More weights and lifting quite a heavy amount. Awesome yoga poses that take a lot of practice. Tennis continues to surprise me as well – and humble me ;).  The keys, for me, at 45 years old are a lot of variety with my exercise and realizing I did have to break up with running. This may be a year I go back to running if my body feels good enough, but for now, my intention is to be open in other ways around exercise.When I think about my clients over this year I had two write and say particularly poignant things over the past few weeks. One is a woman I have worked with for just this year. She had battled binge eating and bulimia but also was diagnosed with type 2 diabetes in March after we started working together. Throughout our sessions, she has normalized her hemoglobin A1C which is the measure of her blood sugars over 3 months. Her primary care provider has also taken her off the medicine she was taking for her diabetes as she has been able to focus so strongly on eating mindfully, movement, and decreasing stress.

Another client I have worked with for many years for her eating disorder said in last week’s appointment ‘I’m not even thinking about safe foods anymore. It feels good to be in charge of my body in a different way. I can look back at the eating disorder and say wow that was such chaos.’

Two women, two different stories. Two forms of success and calm around food and their bodies. Why? Their intentions. Not resolutions. To resolve, lacks empathy, sounds negative, and is likely to fail. Intentions are strong and full of light.

They incorporate obsessing about loving you and can shine well past January of the new year as I hope yours will for 2018.

Here’s the challenge – can you intend to love yourself obsessively in 2018?
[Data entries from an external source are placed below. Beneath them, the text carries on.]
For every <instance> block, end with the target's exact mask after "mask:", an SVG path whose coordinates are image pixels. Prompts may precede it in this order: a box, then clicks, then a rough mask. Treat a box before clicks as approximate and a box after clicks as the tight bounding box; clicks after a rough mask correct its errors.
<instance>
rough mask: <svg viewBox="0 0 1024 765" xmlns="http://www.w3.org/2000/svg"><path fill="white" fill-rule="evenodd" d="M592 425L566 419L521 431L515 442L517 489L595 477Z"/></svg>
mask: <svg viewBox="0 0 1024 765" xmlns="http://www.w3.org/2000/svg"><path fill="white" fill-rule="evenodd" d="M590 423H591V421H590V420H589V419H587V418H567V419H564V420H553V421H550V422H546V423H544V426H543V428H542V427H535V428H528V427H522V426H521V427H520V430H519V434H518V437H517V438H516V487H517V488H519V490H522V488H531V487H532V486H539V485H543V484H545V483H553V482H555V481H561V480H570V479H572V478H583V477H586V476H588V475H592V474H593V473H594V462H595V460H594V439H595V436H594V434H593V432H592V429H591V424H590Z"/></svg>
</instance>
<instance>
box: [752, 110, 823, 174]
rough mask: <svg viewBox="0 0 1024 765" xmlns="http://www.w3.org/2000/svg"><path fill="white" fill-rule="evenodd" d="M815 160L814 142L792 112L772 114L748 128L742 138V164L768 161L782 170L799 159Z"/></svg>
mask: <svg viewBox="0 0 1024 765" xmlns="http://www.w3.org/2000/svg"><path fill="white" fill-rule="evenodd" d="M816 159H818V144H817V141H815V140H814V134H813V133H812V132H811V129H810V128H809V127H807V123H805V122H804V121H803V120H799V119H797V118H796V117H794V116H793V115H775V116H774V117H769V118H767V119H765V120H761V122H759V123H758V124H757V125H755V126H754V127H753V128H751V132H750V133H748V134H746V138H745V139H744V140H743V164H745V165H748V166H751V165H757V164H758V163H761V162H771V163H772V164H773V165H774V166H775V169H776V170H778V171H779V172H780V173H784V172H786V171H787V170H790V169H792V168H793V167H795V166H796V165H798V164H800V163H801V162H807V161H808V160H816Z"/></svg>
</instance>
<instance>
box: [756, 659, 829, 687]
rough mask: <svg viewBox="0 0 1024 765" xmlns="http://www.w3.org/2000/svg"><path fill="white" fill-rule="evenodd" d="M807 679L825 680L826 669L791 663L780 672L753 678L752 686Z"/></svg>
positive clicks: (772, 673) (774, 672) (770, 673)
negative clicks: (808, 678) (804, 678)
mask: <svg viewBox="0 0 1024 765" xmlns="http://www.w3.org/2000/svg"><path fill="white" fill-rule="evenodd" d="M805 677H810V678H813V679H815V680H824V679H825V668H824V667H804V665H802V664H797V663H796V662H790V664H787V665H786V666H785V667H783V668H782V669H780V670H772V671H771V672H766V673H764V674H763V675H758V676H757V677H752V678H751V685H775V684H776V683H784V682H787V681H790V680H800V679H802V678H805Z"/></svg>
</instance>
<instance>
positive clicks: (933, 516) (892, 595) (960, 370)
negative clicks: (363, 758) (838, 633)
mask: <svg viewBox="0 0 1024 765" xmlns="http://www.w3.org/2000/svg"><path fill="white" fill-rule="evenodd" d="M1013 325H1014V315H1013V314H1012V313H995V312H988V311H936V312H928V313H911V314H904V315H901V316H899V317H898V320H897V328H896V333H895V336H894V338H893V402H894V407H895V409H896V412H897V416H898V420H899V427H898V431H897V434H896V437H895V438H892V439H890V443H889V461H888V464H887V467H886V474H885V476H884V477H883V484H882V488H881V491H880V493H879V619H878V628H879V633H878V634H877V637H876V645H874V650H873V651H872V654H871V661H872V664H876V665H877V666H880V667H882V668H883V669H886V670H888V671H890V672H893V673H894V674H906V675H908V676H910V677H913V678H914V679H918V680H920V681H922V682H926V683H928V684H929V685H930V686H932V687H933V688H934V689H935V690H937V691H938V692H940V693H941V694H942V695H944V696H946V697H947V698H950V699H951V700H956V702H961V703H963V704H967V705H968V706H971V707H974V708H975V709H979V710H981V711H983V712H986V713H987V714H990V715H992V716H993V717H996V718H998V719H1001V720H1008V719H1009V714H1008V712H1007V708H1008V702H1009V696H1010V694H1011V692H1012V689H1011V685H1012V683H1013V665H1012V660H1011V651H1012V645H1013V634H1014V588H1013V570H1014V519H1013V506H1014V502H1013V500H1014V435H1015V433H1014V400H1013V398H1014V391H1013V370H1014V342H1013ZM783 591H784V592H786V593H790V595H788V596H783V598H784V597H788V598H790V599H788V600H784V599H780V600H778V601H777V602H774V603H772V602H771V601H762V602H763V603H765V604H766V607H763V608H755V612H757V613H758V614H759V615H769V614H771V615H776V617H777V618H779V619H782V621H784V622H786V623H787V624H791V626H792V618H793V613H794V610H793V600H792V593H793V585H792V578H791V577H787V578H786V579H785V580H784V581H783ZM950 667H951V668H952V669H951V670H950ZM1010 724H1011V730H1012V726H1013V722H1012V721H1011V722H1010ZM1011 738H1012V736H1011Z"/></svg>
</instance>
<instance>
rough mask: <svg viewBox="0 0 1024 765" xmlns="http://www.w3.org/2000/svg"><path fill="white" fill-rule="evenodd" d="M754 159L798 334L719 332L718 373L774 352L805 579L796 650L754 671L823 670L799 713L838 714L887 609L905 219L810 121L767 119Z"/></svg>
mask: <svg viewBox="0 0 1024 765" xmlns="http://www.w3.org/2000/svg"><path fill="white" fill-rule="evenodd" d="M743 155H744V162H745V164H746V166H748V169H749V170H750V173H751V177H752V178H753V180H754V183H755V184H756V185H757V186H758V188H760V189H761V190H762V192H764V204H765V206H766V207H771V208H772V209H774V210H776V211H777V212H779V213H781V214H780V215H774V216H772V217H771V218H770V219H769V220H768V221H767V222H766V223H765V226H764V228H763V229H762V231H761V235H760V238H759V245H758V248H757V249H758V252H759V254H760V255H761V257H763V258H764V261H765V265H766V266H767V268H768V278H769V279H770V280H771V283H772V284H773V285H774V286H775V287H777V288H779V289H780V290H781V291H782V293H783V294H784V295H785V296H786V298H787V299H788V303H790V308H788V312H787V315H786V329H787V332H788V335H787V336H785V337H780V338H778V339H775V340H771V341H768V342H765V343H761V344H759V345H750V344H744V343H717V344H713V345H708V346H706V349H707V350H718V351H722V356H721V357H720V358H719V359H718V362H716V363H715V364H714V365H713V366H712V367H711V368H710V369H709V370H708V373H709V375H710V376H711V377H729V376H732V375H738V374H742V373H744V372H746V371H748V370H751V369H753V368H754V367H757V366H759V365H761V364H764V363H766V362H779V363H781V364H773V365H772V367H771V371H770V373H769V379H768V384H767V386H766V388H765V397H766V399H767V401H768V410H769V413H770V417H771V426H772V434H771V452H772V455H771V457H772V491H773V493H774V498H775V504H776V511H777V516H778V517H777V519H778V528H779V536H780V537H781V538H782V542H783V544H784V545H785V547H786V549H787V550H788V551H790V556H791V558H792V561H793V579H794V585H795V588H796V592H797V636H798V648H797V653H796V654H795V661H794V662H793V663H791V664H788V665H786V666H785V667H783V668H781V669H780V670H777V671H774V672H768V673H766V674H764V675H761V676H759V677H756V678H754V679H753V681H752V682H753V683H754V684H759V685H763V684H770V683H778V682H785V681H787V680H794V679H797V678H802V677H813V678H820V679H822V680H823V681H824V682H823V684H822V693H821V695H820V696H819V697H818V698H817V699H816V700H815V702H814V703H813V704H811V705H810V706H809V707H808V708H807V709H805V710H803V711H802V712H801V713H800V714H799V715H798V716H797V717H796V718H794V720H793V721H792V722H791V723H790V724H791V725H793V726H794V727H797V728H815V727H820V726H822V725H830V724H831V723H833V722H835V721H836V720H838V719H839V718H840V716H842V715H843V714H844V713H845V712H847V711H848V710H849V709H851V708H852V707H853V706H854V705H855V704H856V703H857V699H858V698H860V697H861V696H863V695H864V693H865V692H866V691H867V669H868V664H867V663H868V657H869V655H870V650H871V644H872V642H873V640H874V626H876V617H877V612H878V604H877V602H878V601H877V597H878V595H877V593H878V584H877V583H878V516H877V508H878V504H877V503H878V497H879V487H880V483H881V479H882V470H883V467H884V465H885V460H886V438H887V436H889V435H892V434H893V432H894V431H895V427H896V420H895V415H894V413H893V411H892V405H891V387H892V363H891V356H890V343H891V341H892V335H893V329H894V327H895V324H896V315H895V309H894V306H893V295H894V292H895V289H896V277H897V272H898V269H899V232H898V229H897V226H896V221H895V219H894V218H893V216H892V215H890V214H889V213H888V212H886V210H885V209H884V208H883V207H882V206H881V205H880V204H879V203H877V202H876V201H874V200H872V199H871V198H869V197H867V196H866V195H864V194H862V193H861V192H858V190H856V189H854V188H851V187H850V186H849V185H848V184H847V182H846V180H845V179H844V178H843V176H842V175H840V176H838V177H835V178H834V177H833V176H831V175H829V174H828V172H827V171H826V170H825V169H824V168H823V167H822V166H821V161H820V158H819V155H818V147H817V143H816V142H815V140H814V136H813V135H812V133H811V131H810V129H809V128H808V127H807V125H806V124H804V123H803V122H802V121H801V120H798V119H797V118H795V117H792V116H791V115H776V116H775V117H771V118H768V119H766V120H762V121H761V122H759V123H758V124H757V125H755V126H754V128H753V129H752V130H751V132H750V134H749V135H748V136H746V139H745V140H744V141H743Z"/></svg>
Here are a couple of other pieces on intentions from like-minded colleagues:

A podcast on setting intentions by Summer Innanen

Krystal Thomas wrote about intentions for 2016 

Melissa Groves, RDN, wrote about 18 Ways to Hack Your New Year’s Resolutions 

Mandy Enright, is a dietitian and yoga teacher (on the JERSEY SHORE!) and wrote about What You Can Do MORE Of in 2018 

Remember to follow me on FB & Twitter @NutritionMentor and on Instagram @Nutrition.Mentor


Robyn’s Monthly Morsel

2ae280de-905d-451e-a902-c19b2bd97b25 Twenty three years ago I counseled my first client with an eating disorder in an outpatient setting. I used the same definition of normal eating then that I do now by Ellyn Satter a dietitian and family therapist who wrote this in 1983.

I’d encourage you to keep this nearby as part of your intentions around food and your body for 2018.

  • Normal eating is going to the table hungry and eating until you are satisfied.
  • It is being able to choose food you enjoy and eat it and truly get enough of it – not just stop eating because you think you should.
  • Normal eating is being able to give some thought to your food selection so you get nutritious food, but not being so wary and restrictive that you miss out on enjoyable food.
  • Normal eating is giving yourself permission to eat sometimes because you are happy, sad or bored, or just because it feels good.
  • Normal eating is mostly three meals a day, or four or five, or it can be choosing to munch along the way.
  • It is leaving some cookies on the plate because you know you can have some again tomorrow, or it is eating more now because they taste so wonderful.
  • Normal eating is overeating at times, feeling stuffed and uncomfortable. And it can be under eating at times and wishing you had more.
  • Normal eating is trusting your body to make up for your mistakes in eating. Normal eating takes up some of your time and attention, but keeps its place as only one important area of your life.

In short, normal eating is flexible. It varies in response to your hunger, your schedule, your proximity to food and your feelings.